File size: 6,075 Bytes

284a9cd

---
license: apache-2.0
---
# Wanxiao 2.1-1.3B-LoRA-Speed-Control-v1

## Model Introduction

This model is trained based on the [Wanxiao 2.1-1.3B](https://www.modelscope.cn/models/Wan-AI/Wan2.1-T2V-1.3B) model and the [DiffSynth-Studio](https://github.com/modelscope/DiffSynth-Studio) framework. Using a structure similar to T2I-Adapter, an additional motion speed encoder is introduced to incorporate the *motion bucket id* for controlling the magnitude of motion. The encoder adopts a RoPE encoding + MLP architecture. The *motion bucket id* is calculated based on the quantiles of the standard deviation of latents along the temporal axis, mapped to a control range of 0–100.
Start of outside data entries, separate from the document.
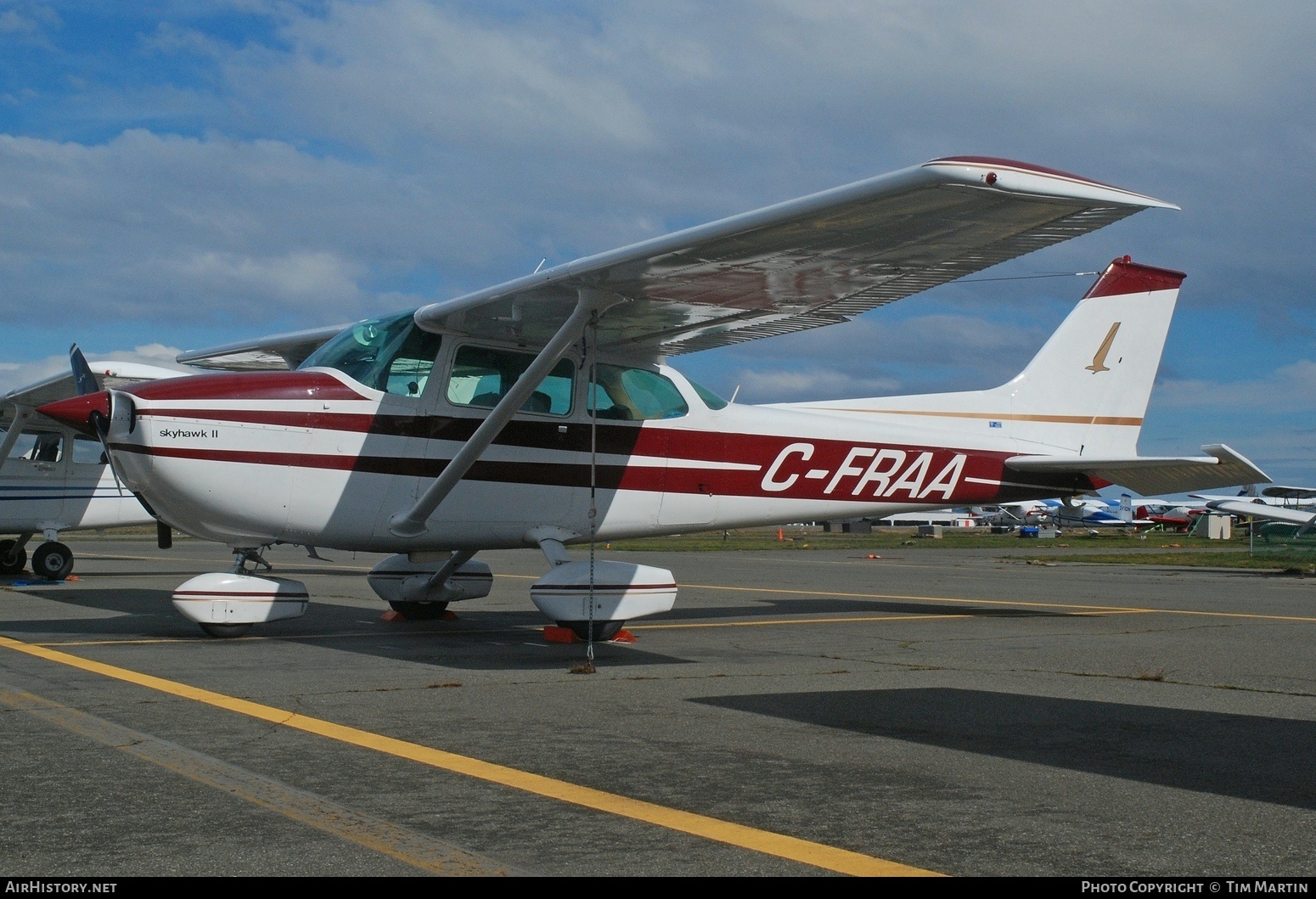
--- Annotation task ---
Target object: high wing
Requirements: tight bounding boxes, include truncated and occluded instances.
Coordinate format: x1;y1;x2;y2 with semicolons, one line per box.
1005;444;1268;495
177;323;347;371
416;157;1178;357
1206;499;1316;525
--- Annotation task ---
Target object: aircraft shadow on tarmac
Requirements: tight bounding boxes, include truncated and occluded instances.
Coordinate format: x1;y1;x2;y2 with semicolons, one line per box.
0;586;689;671
645;597;1087;622
691;687;1316;810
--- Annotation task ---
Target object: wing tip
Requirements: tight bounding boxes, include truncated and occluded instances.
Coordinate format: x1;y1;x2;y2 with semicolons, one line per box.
921;155;1179;210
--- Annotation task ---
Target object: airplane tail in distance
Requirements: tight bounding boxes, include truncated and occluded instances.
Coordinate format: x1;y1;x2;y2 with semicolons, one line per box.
788;256;1186;458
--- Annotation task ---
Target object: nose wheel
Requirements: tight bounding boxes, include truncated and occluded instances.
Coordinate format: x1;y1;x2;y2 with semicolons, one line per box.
31;540;74;581
0;540;28;574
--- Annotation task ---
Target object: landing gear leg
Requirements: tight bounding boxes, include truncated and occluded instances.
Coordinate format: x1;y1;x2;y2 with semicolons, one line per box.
233;545;273;574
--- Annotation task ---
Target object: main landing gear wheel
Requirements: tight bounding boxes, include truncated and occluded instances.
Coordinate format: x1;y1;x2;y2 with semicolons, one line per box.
31;540;74;581
201;624;251;638
0;540;28;574
388;600;447;621
558;621;625;643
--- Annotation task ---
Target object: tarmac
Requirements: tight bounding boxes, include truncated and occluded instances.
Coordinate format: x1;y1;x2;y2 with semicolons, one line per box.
0;538;1316;879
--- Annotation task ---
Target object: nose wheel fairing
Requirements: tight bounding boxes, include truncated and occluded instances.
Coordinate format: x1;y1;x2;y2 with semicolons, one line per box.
172;571;311;637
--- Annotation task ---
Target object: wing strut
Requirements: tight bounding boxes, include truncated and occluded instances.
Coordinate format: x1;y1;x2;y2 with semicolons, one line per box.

* **motion bucket id = 1**: Slower motion, enhanced visual quality  
* **motion bucket id = 100**: Faster motion, reduced visual quality  

## Model Performance

**Prompt**: Documentary photography style, an energetic puppy rapidly running on lush green grass. The puppy has brownish-yellow fur, upright ears, and an expression that is focused and joyful. Sunlight shines on its body, making its fur appear exceptionally soft and shiny. The background features an open grassland with occasional wildflowers, and in the distance, a faint view of blue sky and scattered clouds. Strong perspective emphasizes the dynamic movement of the running puppy and the vitality of the surrounding grass. Medium shot with a side-moving viewpoint.

**Negative Prompt**: Vivid colors, overexposure, static, blurry details, subtitles, style, artwork, painting, stillness, overall grayish tone, worst quality, low quality, JPEG compression artifacts, ugly, defective, extra fingers, poorly drawn hands, poorly drawn face, deformed limbs, fused fingers, motionless frames, cluttered background, three legs, crowded background people, walking backwards.

**Example 1** (seed=1, left: motion bucket id=1, right: motion bucket id=100)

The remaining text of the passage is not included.